More specifically, what do Functionalists believe about education?
Give at least three examples.
At least three from the following:
- It acts as an agent of secondary socialisation.
- It should be used to benefit both the individual and wider society.
- It is a meritocratic system.
- Should encourage children into a sense of social solidarity.
- Some students are naturally more academically successful than others.
The main roles of education are:
- To promote social solidarity
- To teach norms and values
When were the New Right popular?
During the 1970s and 1980s
What are the similarities between New Right and Functionalist views of education?
They both believe:
- Some people are naturally more talented than others.
- Education is run on meritocratic principles and equal opportunity.
- Education should be designed to serve the needs of the economy by preparing pupils for work.
- Education should socialise pupils into shared norms and values and install a national identity.
What do the New Right believe about education?
- The current system isn’t achieving the goals of freedom as it is state run.
- Education is run on the politicians own personal view of what makes the best education system.
- State schools are unresponsive and insufficient.
- Schools are not answerable to their customers - they have less money and poor results, which results in pupil underachievement, a less efficient workforce, and a poor economy.
- We should not have a ‘once size fits all’ approach to education.
- The education system needs to introduce a free market, in order to give more freedom.
What are the evaluation points for New Right ideas?
- Free market principles only benefit the middle class.
- The real cause of educational underachievement, is not state schools, and instead is due to inequality in wider society.
- Contradictory policy - parents have chosen to a degree, but the state are still in control due to the national curriculum.

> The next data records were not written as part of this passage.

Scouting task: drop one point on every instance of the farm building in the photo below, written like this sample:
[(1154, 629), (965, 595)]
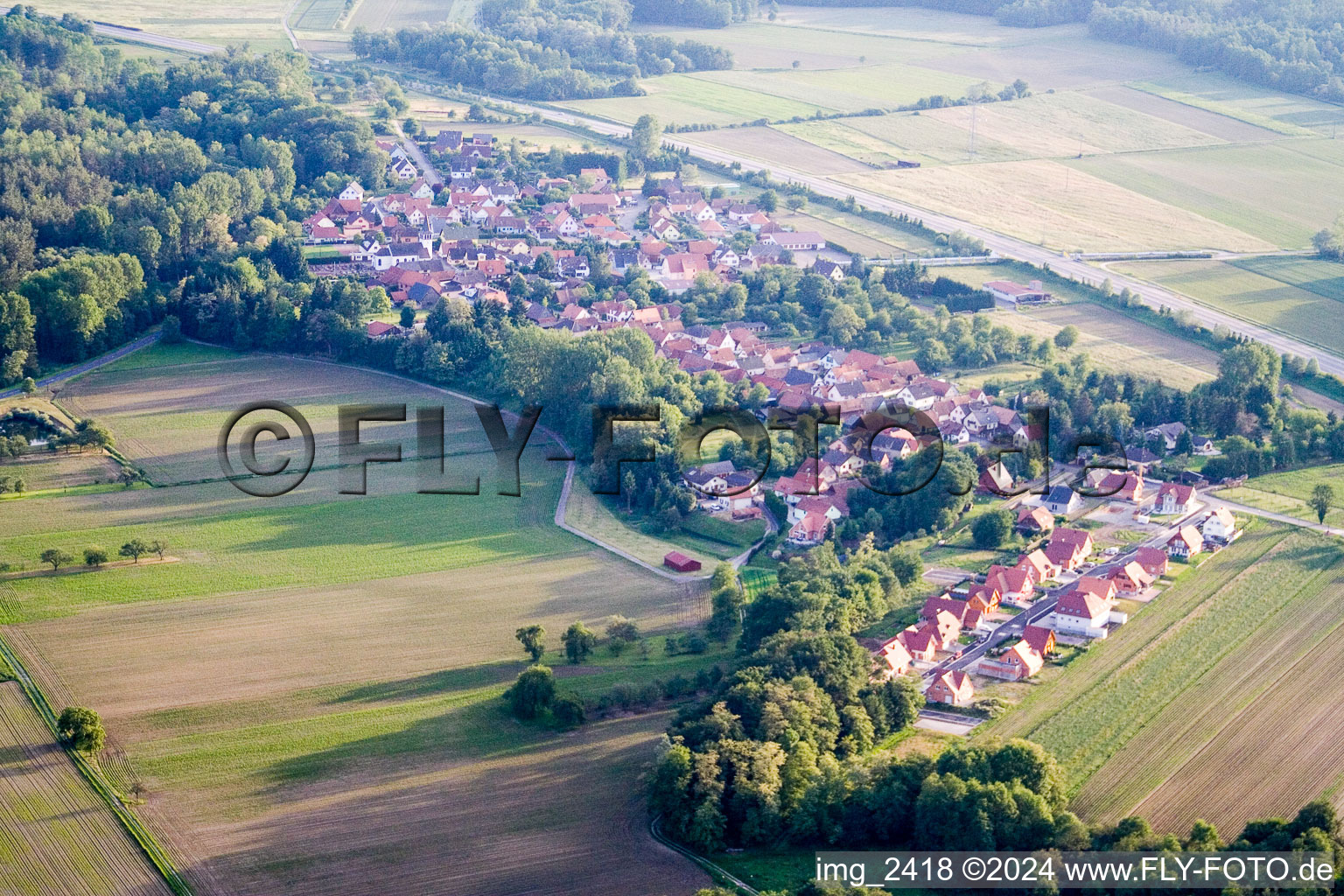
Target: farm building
[(1010, 291), (800, 241), (679, 562), (952, 688)]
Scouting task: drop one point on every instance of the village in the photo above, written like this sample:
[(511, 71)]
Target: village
[(466, 236)]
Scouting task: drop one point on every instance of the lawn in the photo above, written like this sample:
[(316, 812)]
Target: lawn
[(1136, 710), (1301, 298)]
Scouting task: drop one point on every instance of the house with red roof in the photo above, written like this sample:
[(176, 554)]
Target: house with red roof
[(1015, 664), (1081, 614), (1186, 543), (1173, 497), (1038, 566), (1040, 640), (1012, 584), (1153, 560), (1132, 578)]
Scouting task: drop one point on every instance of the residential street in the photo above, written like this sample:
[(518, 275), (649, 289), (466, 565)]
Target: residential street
[(1012, 629)]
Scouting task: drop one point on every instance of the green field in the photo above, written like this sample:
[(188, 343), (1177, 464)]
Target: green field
[(310, 693), (1193, 659), (1303, 298)]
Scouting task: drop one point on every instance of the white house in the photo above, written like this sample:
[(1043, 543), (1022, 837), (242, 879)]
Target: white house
[(1219, 526), (1080, 612), (1062, 500)]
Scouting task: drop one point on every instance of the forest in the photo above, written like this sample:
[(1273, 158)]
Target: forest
[(124, 188)]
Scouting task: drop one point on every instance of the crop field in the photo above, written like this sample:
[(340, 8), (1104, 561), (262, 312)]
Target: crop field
[(1050, 203), (1070, 124), (57, 836), (312, 693), (692, 100), (256, 22), (376, 15), (762, 45), (1314, 316), (1286, 492), (1058, 58), (1187, 676), (772, 145), (1280, 192), (1203, 120), (1291, 115), (318, 15)]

- Marxists believe education imposes the culture of capitalism.
Who do Marxists believe education benefits?
- The ruling class
- Capitalism - serves the needs of capitalism.
Why do Marxists want to move to a communist society?
So society can break free from false class conciousness.
What do Marxists believe to be the main role of education?
- To reproduce class inequality.
- To reproduce an ideal capitalist workforce.
What do Marxists believe the ideal capitalist workforce is?
People with the attitudes, behaviour and personality traits that will accept that:
- They have to work hard for low pay.
- They are being exploited.
What do Marxists believe about the meritocratic schooling system?
It is a myth
What do Marxists believe happens to the proletariat?
They are exploited to reduce the chances of a rebellion.
What do Marxists see to be the relationship between school and work?
There is a close link between school and work, and this is caused by the following:
- The hidden curriculum (things that pupils learn without being taught, such as manners.
- The inequality of power between people (hierarchy)
- Alienating conditions (the idea that you don’t always get to interact with the people you want to)
What are some evaluation points for Marxist ideas?
- Postmodernists argue that Bowles and Gintis fail to look at the different jobs and what skills/workforce they require.
- McRobbie (Feminist) argues that Marxist theories are gender bias (support men).
- Morrow and Torres believe that Marxist ideas ignore diversity and inequality outside of education (such as not being able to access the books and resources needed to succeed in education - material deprivation)
- MacDonald (1880) argues that Marxists ignore the fact that schools reproduce patriarchy as well as capitalism.
- Marxists acknowledge we have an ethnocentric curriculum which focusses only on one culture.